Kesalahan dalam menerapkan pengertian Calvin mengenai khotbah seringkali adalah karena kita menganggap bahwa khotbah yang baik harus sederhana, jangan rumit-rumit. Bagaimana orang bisa mengerti kalau khotbah banyak memasukkan nama-nama orang Jerman yang membutuhkan setengah halaman untuk ditulis. Bagaimana mungkin orang-orang yang seluruh outline khotbahnya berisi nama-nama orang Jerman tersebut (ditambah dua atau tiga nama dari Perancis dan kadang-kadang masih ditambah satu nama dari Denmark) dapat membangun jemaat Tuhan? Tetapi Calvin tidak pernah memaksudkan bahwa khotbah harus sederhana (jikalau pengertian sederhana yang dimaksud adalah bebas dari nama-nama Jerman yang menyusahkan itu) atau harus bebas dari kutipan-kutipan filosofis. Bukankah Institutio sendiri diwarnai dengan pembahasan filsafat Plato dan Seneca? Fokus utama dari khotbah menurut Calvin adalah jemaat bertumbuh. Jemaat yang tidak bisa mengeja nama Wittgenstein tidak akan bertumbuh jika mendengar khotbah yang dipenuhi dengan pertempuran antara Paulus yang ditafsirkan memakai teori Wittgenstein dengan Paulus versi Bultmann. Tetapi mungkin akan berbeda halnya jika yang mendengar khotbah adalah para remnant dari kelompok kota Wina yang senang membentuk “lingkaran”. Jadi yang terpenting adalah jemaat Tuhan bertumbuh. Bagaimana jemaat bisa bertumbuh? Yang paling utama adalah jikalau sang pengkhotbah menyampaikan firman Tuhan dengan jelas, sebagaimana Alkitab menyatakannya, dan tepat sebagaimana konteks membutuhkannya. Maka, pengenalan akan Firman yang sejati jauh lebih penting daripada pengenalan akan hal-hal yang lain, dan kesungguhan hati mau melihat pertumbuhan umat Tuhan jauh lebih penting daripada motivasi-motivasi yang lain.

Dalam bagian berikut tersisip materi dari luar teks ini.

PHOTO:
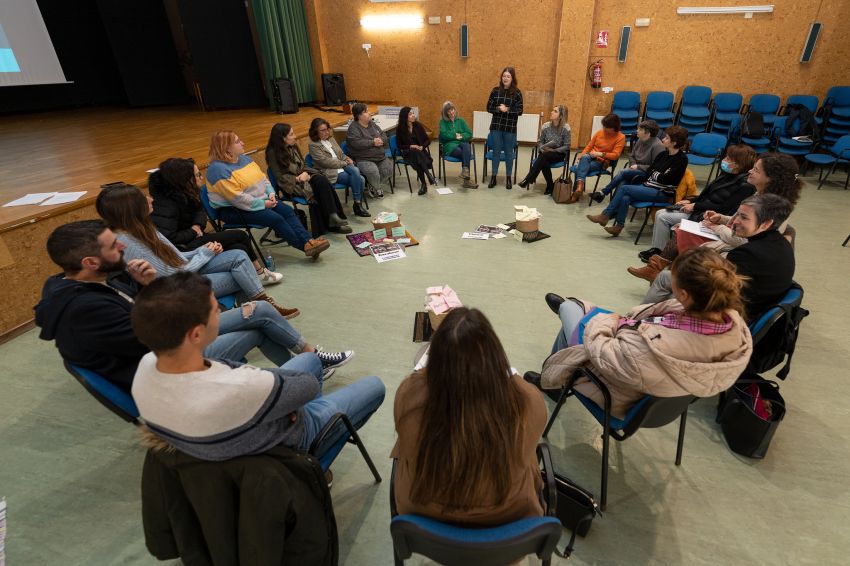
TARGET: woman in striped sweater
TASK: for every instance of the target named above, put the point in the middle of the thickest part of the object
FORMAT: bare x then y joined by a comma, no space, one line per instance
128,212
505,104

Calvin adalah pengikut Luther, terutama dalam pengertian Luther mengenai khotbah. Luther mengatakan bahwa dia dipanggil untuk mengkhotbahkan Firman, dan Firman akan melakukan semuanya.[4] Sang pengkhotbah bukanlah pahlawan bagi komunitas orang-orang suci. Dia adalah bagian dari komunitas itu. Dia bukanlah pahlawan super yang mengatakan bahwa bersama dengan kekuatan yang besar terdapat tanggung jawab yang besar. Firmanlah pahlawannya, dan sang pengkhotbah harus menyingkir untuk memberikan semua sorotan spotlight kepada firman Tuhan, dan bukan dirinya. Karena itu, tidak mungkin seorang pengkhotbah dapat menjalani hidup yang berguna bagi komunitas orang-orang suci kecuali dia memiliki kerinduan untuk semakin mengenal firman Tuhan, sehingga apa yang dinyatakan oleh Alkitab, itu jugalah yang dinyatakan olehnya kepada jemaat Tuhan.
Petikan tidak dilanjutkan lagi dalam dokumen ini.